Frozen river flows
Nigel OSBORNE Journey to the End of the Night (2001) [7:49]
Adrian LEE Peace for Vayu (2006) [4:45]
Howard SKEMPTON Random Girl (2003) [3:50]
Iannis XENAKIS Dmaathen (1976) [11:49]
Simon HOLT Sphinx (2000) [12:28]
Dobrinka TABAKOVA Frozen River Flows (2005) [6:17]
George NICHOLSON Seven Bagatelles (2007) [20:52]
New Noise (Janey Miller (oboe); Joby Burgess (percussion))
rec. Holy Trinity, Weston, Herts, Jan 2007; June-Sept 2009
OBOE CLASSICS CC2021 [67:50]Bless Jeremy Polmear’s Oboe Classics for their spirit of intrepid endeavour. That was exactly what it took to produce this anthology drawing on music from so many brave new worlds of the creative imagination.
The Nigel Osborne mixes street-scene sounds, footsteps, Parisian accordion, tolling church-bell, birdsong, speech, percussion, lyrical-pensive and probing oboe. The title is from the 1932 novel by Louis-Ferdinand Céline. Adrian Lee pursues his interest in the Karnatic music of Southern India with his Peace for Vayu. The ‘voices’ comprise the oboe d’amore principal, tabla, djembe, tambourine and tape. It’s a mesmerising experience that mobilises music we instantly recognise as indigenous to India. Skempton’s Random Girl is for oboe and vibraphone. It’s a beguilingly simple piece in which each instrument delightfully touches off the other’s ringingly singing or plangent strengths. There’s a Karnatic accent to Xenakis’s Dmaathen too. It’s specification is oboe, bongos, congas, bass drum, tam tam, vibraphone and marimba. It’s not hard work for all the references to Xenakis’s enthralment with mathematics and structure. Simon Holt’s Sphinx is for cor anglais, Thai gongs and crotale. The Xenakis is said to convey a sense of the distant past - well that is particularly true of the Holt piece which is capricious and carries the sense of arcane rites. Dobrinka Tabakova’s piece gives its name to the CD as a whole. It is for oboe, crotale and vibraphone and is the most eloquently lyrical work here. It was inspired by the image of a great river flowing under an icy stratum. Onecan feel the tension of the two levels moving at different speeds. George Nicholson’s Bagatelles is a varied kaleidoscope for an armoury of percussion some fifteen strong. It deploys multiphonics, key clicks and ‘colour’ pitches in a package that once again is melodic and far from forbidding.

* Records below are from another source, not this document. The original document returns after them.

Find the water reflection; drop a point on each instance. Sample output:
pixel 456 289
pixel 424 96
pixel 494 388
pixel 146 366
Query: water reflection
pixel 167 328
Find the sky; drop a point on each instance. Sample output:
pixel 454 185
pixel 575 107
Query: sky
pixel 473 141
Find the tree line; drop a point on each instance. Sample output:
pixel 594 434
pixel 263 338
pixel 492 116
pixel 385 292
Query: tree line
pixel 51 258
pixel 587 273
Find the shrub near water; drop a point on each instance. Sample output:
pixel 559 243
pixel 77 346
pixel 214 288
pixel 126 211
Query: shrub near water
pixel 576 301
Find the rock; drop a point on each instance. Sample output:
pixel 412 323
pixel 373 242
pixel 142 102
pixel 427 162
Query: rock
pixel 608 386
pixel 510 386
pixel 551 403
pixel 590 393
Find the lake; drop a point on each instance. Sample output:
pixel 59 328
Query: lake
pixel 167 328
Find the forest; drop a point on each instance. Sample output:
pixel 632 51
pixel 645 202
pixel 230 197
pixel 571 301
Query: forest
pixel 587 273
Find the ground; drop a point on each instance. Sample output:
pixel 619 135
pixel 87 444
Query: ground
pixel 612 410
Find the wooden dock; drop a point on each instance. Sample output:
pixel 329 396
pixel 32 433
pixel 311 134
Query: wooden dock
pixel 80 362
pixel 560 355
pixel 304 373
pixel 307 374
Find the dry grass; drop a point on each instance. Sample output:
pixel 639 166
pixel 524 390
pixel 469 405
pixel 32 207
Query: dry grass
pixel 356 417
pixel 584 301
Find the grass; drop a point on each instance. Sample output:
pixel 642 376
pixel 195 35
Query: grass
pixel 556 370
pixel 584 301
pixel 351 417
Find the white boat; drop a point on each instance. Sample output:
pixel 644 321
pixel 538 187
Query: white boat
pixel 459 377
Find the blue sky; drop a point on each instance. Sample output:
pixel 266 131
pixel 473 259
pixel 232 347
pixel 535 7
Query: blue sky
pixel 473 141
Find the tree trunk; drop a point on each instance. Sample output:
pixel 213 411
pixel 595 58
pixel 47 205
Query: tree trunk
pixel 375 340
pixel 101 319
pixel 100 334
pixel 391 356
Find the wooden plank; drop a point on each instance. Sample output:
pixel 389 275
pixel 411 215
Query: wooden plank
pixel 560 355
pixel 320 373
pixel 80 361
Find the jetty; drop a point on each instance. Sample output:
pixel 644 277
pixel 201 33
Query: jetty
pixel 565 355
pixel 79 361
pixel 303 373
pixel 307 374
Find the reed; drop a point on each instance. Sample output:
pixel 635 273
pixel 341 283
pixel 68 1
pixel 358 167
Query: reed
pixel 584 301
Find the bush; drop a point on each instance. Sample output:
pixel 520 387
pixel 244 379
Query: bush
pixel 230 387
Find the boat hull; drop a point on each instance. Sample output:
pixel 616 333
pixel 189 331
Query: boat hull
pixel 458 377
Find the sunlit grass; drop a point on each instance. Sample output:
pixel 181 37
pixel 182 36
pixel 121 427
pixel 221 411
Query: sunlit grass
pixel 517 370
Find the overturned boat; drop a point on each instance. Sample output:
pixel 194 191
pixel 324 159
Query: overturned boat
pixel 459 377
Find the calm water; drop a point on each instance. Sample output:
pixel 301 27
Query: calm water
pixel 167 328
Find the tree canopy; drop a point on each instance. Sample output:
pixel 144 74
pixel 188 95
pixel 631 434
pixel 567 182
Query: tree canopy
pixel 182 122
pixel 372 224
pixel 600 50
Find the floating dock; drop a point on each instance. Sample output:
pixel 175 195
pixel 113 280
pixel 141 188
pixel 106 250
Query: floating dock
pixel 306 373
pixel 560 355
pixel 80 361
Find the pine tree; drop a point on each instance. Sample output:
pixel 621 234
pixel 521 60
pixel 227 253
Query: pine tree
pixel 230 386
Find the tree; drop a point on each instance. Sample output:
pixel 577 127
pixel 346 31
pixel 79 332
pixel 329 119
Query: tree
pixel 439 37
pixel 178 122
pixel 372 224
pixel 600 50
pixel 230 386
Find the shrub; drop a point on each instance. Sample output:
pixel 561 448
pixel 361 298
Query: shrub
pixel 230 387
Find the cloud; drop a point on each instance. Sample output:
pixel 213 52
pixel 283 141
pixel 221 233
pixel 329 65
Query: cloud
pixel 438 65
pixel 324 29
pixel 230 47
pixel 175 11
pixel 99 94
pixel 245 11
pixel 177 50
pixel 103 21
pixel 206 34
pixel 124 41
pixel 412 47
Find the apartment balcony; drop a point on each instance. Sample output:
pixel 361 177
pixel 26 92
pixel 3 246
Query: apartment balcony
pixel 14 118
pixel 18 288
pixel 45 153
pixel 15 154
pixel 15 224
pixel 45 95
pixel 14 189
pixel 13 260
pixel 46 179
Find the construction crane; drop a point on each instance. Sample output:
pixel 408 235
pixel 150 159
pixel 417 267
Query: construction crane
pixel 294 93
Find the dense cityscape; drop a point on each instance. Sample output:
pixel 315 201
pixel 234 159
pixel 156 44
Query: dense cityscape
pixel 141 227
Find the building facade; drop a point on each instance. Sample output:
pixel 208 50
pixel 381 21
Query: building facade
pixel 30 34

The blown instruments played by Janey Miller include oboe, oboe d’amore and cor anglais. These are testing pieces for the players and Joby Burgess is certainly put through his musical and technical paces as much as his colleague.
The 12-page full colour CD booklet has details of each track in English. There is also a biography of New Noise and many photographs.Rob Barnett
Brave new worlds of the creative imagination.